With the Greek economy failing to recover to the degree expected, plenty of officials and analysts this week have fretted about whether efforts currently in place to prop up the country will be sufficient. On Wednesday, the International Monetary Fund joined the chorus, offering to vastly increase its role in helping the euro zone put the brakes on the accelerating debt crisis.
Speaking at a press conference in Brussels on Wednesday, Antonio Borges, head of the IMF's Europe program, said that the euro bailout fund, the European Financial Stability Facility (EFSF) needed to be significantly strengthened to prevent contagion from spreading to Italy and Spain.

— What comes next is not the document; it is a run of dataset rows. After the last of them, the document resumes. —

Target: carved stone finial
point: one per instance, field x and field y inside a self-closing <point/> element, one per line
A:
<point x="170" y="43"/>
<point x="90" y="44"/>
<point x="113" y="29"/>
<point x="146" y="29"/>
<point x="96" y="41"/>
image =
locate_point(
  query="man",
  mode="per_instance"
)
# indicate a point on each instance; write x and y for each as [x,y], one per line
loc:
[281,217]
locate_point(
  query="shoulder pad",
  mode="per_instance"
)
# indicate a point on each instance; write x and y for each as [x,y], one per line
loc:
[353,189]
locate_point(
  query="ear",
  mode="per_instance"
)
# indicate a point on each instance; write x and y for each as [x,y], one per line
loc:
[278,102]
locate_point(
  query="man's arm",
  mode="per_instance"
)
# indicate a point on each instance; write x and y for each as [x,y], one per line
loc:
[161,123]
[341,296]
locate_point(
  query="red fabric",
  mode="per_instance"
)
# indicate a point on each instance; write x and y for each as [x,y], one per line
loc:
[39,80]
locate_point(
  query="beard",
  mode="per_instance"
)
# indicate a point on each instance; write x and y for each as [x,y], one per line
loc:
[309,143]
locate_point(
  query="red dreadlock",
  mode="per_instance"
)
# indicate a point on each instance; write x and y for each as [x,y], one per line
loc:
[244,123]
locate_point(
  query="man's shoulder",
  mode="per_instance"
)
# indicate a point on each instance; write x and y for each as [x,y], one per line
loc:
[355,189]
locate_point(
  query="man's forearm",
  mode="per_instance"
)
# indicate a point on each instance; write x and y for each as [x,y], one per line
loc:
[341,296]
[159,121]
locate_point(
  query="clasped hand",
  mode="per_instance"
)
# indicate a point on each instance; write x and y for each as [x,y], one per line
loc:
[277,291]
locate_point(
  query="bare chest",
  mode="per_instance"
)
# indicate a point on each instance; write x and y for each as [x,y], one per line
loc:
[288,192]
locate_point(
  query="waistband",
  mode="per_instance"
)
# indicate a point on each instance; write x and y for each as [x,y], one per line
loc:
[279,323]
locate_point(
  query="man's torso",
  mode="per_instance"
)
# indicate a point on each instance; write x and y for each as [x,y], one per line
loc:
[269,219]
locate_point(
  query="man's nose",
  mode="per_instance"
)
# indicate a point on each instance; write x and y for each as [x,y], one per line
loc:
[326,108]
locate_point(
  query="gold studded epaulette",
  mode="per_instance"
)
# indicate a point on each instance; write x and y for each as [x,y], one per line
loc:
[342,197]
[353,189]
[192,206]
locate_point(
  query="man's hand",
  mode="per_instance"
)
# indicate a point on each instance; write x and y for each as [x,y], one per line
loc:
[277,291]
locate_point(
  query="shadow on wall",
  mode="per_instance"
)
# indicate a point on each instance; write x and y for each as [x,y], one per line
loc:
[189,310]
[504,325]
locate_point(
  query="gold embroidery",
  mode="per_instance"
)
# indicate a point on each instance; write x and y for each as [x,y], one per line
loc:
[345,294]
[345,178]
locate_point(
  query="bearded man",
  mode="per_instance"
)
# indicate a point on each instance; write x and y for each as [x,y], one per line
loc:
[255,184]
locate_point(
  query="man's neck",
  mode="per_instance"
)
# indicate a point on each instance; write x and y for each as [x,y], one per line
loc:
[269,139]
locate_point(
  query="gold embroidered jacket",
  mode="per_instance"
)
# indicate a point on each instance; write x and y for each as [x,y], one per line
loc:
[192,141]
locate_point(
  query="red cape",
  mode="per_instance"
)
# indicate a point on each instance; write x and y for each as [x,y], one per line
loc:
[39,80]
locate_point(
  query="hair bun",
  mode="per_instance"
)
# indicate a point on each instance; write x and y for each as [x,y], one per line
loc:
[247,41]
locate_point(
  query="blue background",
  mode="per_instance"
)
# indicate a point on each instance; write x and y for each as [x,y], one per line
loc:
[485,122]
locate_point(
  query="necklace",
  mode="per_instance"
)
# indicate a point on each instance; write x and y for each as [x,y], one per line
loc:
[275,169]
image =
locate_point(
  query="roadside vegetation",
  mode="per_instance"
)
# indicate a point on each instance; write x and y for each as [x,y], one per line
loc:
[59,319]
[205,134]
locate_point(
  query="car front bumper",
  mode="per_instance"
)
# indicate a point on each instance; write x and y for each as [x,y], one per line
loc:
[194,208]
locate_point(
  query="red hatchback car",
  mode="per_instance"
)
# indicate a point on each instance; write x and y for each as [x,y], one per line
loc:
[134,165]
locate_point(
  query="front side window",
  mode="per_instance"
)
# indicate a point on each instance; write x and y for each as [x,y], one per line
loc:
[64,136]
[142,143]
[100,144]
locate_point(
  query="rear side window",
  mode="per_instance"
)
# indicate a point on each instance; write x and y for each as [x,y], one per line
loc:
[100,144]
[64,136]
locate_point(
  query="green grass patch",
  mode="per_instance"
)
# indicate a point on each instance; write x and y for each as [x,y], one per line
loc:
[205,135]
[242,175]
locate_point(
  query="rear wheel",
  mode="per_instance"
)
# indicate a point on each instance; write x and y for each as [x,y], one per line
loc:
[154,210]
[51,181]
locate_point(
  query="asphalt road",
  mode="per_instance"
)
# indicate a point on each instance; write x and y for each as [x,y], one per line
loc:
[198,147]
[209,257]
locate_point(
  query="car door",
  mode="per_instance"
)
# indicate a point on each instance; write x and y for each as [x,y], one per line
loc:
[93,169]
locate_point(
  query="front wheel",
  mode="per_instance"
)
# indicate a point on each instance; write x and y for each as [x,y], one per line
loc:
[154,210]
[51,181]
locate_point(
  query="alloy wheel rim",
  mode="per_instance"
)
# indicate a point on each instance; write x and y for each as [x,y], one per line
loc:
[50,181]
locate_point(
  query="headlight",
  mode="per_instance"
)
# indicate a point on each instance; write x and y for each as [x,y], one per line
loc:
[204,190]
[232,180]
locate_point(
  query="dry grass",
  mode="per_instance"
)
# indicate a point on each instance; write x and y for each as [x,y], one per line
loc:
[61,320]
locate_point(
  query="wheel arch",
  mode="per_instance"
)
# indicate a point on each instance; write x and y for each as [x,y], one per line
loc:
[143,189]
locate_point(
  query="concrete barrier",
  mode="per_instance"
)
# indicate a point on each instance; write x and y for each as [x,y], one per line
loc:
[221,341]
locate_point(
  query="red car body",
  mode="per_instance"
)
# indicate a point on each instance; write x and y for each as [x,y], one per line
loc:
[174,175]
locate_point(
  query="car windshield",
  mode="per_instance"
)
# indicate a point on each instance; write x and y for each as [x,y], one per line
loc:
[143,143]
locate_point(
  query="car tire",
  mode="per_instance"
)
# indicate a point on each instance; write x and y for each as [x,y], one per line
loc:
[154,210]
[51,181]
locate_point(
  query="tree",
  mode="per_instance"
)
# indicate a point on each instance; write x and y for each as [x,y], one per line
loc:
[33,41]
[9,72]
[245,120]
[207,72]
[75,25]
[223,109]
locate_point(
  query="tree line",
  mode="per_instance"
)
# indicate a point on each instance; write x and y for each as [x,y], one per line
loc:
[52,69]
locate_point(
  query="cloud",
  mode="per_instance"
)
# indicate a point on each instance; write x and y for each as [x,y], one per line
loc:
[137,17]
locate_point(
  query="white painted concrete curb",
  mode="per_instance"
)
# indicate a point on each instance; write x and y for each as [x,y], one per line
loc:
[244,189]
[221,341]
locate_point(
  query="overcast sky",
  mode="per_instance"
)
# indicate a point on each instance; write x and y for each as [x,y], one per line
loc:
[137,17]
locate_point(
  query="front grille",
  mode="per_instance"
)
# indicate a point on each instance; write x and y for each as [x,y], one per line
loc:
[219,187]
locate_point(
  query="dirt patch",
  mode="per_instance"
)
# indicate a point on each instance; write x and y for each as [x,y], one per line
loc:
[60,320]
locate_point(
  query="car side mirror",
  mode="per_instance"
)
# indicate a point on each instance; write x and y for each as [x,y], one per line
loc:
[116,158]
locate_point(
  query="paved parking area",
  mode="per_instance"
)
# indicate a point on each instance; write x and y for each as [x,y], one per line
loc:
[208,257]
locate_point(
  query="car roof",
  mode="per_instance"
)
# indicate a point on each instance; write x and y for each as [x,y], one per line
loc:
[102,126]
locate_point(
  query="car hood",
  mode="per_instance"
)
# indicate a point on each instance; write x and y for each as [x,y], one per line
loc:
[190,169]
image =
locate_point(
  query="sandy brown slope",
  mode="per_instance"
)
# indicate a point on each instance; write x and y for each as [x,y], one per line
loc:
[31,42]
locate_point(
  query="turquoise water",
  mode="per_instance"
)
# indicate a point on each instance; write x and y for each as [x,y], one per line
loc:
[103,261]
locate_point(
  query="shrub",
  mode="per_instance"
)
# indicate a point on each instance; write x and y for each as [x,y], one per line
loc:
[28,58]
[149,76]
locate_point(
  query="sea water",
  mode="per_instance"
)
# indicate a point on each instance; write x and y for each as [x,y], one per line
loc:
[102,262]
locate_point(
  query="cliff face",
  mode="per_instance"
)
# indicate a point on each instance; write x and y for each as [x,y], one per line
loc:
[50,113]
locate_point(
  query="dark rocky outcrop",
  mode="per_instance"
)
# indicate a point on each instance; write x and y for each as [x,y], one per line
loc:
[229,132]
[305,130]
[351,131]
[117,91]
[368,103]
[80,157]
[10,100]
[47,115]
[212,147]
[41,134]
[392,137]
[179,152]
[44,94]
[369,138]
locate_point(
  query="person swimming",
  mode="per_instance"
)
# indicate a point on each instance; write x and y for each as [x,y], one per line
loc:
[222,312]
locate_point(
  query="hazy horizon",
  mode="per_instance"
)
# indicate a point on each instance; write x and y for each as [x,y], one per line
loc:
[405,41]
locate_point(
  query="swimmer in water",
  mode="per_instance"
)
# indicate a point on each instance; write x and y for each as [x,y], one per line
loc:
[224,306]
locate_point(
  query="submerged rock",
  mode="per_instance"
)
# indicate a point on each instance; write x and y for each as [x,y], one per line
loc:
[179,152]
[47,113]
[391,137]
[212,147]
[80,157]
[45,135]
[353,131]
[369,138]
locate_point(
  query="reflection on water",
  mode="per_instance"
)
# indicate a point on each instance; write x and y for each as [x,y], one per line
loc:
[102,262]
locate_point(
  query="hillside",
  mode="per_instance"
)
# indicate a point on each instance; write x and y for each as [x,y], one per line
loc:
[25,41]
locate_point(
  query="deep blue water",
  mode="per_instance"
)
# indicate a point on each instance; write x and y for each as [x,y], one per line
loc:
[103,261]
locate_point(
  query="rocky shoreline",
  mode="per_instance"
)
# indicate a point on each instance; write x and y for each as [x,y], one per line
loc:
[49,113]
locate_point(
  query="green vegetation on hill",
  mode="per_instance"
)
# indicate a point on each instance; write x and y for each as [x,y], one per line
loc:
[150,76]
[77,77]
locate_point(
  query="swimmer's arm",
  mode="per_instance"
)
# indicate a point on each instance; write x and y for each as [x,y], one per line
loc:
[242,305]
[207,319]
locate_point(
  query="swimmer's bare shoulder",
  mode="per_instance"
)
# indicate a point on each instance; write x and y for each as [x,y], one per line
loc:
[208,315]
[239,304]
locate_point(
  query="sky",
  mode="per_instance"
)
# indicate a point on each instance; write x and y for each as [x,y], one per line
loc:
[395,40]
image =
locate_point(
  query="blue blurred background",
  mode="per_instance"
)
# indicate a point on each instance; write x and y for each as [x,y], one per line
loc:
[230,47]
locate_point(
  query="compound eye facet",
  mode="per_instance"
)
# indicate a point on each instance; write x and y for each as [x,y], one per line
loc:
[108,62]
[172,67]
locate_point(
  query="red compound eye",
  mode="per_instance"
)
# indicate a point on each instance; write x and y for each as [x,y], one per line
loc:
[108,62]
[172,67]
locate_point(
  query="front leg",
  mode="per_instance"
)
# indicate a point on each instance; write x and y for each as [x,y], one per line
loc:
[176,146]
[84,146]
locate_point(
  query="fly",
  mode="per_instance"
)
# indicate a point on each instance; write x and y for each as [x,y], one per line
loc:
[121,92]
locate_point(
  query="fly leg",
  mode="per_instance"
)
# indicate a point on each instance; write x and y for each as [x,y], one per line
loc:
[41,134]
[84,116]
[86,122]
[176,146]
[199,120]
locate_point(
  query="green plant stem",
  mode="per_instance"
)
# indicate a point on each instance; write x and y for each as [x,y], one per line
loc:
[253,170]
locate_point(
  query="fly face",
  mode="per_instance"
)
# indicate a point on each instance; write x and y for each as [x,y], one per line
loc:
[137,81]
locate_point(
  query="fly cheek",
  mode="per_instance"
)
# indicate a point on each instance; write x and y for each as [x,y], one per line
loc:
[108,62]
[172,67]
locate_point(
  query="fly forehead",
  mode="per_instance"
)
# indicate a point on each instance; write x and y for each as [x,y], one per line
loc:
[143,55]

He also said that the second bailout package for Greece, a 109-billion fund agreed to by euro-zone countries in July, was far too small.
But Borges also indicated that the IMF was prepared to change its role in ongoing efforts to get Europe's debt crisis under control. The IMF, he said, could step in to bond markets to help prevent Spain and Italy from succumbing to the crisis.
"We have a whole set of options that could be put on the table to restore confidence in those countries," Borges said.
To date, the IMF has contributed some 80 billion to emergency funds to assist Greece, Portugal and Ireland, roughly one third of the total pledged to those three countries. Borges said on Wednesday, however, that the strategy needed to shift away from preventing insolvency and toward reducing Greece's vast mountain of debt and returning to growth.
Borges' comments came on a day when Greece ground to a standstill as a general strike gripped the country. Some 400 flights were cancelled at the Athens airport as airplanes remained grounded and trains across the country stopped running. Even as surveys have shown that a majority of Greeks support efforts to streamline the budget and cut spending, the country's two major labor unions, ADEDY and GSEE, called the strikes to protest the "unfair and barbaric policies which suck dry workers' rights and revenues and push the economy deeper into recession and debt," a GSEE spokesman told Reuters.
In addition to the public unrest in Greece, investors this week have been extremely uneasy about announcements over the weekend that Athens would miss budget deficit targets this year and next. In addition, Athens announced that its economy would shrink again this year instead of returning to growth as had been expected.
Combined with public officials now openly speaking about the possibility of a Greek insolvency, this led to plunging share prices earlier this week for European banks, particularly those which have significant holdings of Greek bonds. Indeed, French and Belgian officials continue struggling to come up with a plan to save Dexia Bank, which has wobbled significantly this week due to its heavy exposure to Greek debt.
In a further sign of investor concern surrounding the Continent's banks, the iTraxx index, which monitors the price for Greek debt insurance, hit record highs in September, according to a report in the Financial Times. The index monitors prices for credit default swaps taken out on Greek debt -- the greater the chance of a Greek default, the higher the price. This week, the index shot up to levels well above where they were in the days following the 2008 failure of the investment bank Lehman Brothers.
European Commissioner for Economics and Monetary Affairs Olli Rehn on Tuesday evening sought to calm nerves in an interview with the Financial Times. He told the daily that "capital positions of European banks must be reinforced to provide additional safety margins and thus reduce uncertainty." Markets took his comments to mean that the euro zone was working on a solution to recapitalize banks that are over-exposed to Greek bonds.
German Finance Minister Wolfgang Schäuble also said that his greatest worry at the moment is that "the disturbing developments on the financial markets could escalate into a banking crisis." He said that Germany could conceivably reactivate Soffin, the fund set up in the wake of Lehmann's collapse to prop up German banks. But a German government spokesman on Wednesday also said that banks in the country were in good shape.
Just how Europe intends to leverage the EFSF remains unclear. Several German officials have come out against proposals to enlarge the fund beyond its current 440-billion lending capacity. Indeed, that level of lending is still being approved by euro-zone parliaments this month, with Slovakia and Holland still set to vote.